According to the American Jewish Identity Survey 2001, which was conducted by the Center for Jewish Studies at the Graduate Center of the City University of New York, 1 million households affiliate with a congregation; this is up from 880,000 households a decade ago.
Another 1 million Jews report they are affiliated with a noncongregational organization, such as a Jewish community center.
At the same time, the number of "core Jews" -- people who consider themselves Jewish by parentage or upbringing, but do not necessarily practice Judaism -- has declined from 5.5 million to 5.3 million people.
And the number of people who are of Jewish parentage but who identify themselves as members of other religions, a subcategory of people not counted within the core Jew rubric, has increased from 625,000 to nearly 1.5 million.
Multiple factors, including intermarriage, were cited as the reason for these changes. Even though the rate of intermarriage, 51 percent, has remained steady over the past decade, the study's authors noticed an increase of "core Jews" who intermarry -- 33 percent, up from 28 percent in 1990.

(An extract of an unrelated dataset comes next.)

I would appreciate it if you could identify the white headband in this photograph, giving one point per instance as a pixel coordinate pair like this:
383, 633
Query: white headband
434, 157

The Reform movement, which reaches out to intermarried families more actively than Conservative or Orthodox communities, has benefited most from the affiliation increase. In 1990, 35 percent of affiliated households were Reform; the study found that in 2001, that number had increased to 41 percent.
The study, which was based on a random sampling of 1,668 Jews, replicated some methodology and questions from the larger National Jewish Population Survey 1990.